Total time: 20 minutes
Yield: Serves 2 (2 big bowls)
Ingredients
- 4–5 oz (120–150 g) rice noodles (or 2 portions gluten-free noodles)
- 4 cups (950 ml) vegetable broth (or water + gluten-free bouillon)
- 6–8 dried shiitake mushrooms (or 1 cup sliced fresh mushrooms)
- 2 tsp fresh ginger, grated or thin-sliced
- 2 cloves garlic, smashed or minced
- 2–3 tbsp gluten-free tamari (or certified gluten-free soy sauce)
- 1–2 tsp toasted sesame oil, divided
- 1–2 tsp rice vinegar (or black vinegar)
- 1 tsp sugar (optional)
- 2 cups baby bok choy, chopped (or napa cabbage or spinach)
- 2–3 scallions, sliced
- Chili crisp
- White pepper
- Toasted sesame seeds
- Nori strips
- Soft tofu cubes
Instructions
- In a medium pot, combine the broth, dried shiitake (if using), ginger, and garlic. Bring to a simmer over medium-high, then reduce to a gentle simmer for 8–10 minutes.

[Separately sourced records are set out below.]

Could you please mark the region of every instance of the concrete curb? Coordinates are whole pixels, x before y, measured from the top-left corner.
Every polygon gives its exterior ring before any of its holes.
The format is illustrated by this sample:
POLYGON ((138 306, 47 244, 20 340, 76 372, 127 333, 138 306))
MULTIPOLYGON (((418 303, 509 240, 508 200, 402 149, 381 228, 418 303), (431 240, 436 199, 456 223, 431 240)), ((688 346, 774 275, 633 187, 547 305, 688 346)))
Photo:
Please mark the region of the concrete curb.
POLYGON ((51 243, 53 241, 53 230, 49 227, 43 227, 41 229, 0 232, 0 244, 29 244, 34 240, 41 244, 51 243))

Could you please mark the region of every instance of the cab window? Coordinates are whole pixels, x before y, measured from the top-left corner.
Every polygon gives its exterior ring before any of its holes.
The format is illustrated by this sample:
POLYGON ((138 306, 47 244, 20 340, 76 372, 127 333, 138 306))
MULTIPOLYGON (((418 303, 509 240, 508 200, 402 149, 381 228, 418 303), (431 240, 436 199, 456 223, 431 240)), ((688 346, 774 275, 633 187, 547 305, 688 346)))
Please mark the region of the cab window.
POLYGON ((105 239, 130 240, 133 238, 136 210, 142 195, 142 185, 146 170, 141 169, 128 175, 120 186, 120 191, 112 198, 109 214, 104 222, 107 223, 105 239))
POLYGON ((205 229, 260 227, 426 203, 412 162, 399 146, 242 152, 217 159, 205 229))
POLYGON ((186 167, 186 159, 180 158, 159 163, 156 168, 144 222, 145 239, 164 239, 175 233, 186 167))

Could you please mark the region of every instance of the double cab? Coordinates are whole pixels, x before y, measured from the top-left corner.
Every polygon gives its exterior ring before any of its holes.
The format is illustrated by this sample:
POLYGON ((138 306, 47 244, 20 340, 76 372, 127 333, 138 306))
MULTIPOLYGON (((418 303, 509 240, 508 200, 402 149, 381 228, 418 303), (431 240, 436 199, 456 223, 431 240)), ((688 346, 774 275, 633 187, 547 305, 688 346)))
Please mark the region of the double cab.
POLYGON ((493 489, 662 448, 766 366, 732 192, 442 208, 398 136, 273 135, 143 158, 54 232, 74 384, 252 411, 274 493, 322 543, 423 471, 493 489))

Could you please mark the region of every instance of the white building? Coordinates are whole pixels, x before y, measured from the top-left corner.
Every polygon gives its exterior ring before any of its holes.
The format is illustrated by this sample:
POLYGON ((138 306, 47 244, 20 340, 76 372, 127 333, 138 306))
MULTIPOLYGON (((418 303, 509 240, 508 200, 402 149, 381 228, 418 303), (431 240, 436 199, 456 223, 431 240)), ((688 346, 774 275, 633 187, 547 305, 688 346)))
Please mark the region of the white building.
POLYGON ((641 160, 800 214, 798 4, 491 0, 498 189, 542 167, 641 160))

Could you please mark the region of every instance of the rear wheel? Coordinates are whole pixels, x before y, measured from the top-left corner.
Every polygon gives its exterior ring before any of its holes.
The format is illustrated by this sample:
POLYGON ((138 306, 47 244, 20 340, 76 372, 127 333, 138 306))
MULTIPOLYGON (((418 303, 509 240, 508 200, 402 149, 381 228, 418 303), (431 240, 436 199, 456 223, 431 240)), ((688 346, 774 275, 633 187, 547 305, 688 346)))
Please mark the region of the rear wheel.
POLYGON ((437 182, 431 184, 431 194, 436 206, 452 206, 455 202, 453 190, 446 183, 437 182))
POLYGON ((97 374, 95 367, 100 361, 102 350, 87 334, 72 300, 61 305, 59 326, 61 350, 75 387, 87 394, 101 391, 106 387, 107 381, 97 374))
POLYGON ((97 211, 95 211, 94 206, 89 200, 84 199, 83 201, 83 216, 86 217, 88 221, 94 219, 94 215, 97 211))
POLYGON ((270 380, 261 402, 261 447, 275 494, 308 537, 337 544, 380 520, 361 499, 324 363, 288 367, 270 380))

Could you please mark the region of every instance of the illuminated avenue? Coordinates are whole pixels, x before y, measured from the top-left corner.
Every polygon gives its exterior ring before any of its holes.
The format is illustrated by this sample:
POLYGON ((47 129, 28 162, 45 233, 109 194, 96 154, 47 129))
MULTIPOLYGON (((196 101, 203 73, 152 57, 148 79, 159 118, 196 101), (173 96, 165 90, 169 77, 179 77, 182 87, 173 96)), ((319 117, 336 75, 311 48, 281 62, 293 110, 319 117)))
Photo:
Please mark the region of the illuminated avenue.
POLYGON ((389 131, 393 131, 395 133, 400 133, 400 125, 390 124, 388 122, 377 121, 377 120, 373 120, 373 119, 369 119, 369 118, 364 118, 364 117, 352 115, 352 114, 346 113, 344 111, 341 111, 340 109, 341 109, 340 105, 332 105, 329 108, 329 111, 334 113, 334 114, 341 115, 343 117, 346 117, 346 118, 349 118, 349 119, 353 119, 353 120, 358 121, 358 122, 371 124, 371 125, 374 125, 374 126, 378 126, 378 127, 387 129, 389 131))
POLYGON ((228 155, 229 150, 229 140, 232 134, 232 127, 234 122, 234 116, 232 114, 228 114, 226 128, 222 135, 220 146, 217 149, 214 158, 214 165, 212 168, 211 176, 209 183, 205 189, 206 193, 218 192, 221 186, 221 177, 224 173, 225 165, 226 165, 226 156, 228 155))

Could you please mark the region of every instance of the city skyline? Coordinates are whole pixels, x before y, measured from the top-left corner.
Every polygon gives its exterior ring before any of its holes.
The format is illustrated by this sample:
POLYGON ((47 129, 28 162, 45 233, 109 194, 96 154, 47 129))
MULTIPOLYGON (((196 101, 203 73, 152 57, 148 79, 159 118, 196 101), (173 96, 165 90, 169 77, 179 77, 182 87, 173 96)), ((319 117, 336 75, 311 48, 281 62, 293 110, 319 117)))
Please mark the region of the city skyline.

- Stir in the tamari, vinegar, and sugar (if using), plus about half the sesame oil. Taste and adjust: add a splash more tamari if it tastes flat, or a little more vinegar if it tastes dull.
- Cook the rice noodles according to the package.
- Add the bok choy (or other greens) to the broth and simmer 1–2 minutes until bright green and just tender-crisp.
- Divide noodles between two big bowls. Ladle over the hot broth, greens, and mushrooms. Finish with the remaining sesame oil and scallions. Add any optional toppings you like (chili crisp, white pepper, sesame seeds, nori).
Notes
Make it heartier: add soft tofu cubes—warm them gently in the broth for 1–2 minutes; avoid a hard boil so they don’t break. Umami boost: simmer a small piece of kombu in the broth for 5 minutes, then remove before seasoning. Vegetable swaps: napa cabbage, spinach, or thin-sliced carrots work well; add firmer veg earlier so it softens. Storage: store broth and noodles separately for best texture. Broth keeps 3–4 days refrigerated; noodles 2–3 days. Reheat broth to steaming, then add noodles just to warm through. Gluten-free check: verify tamari/soy sauce, bouillon, and chili crisp are certified GF if needed.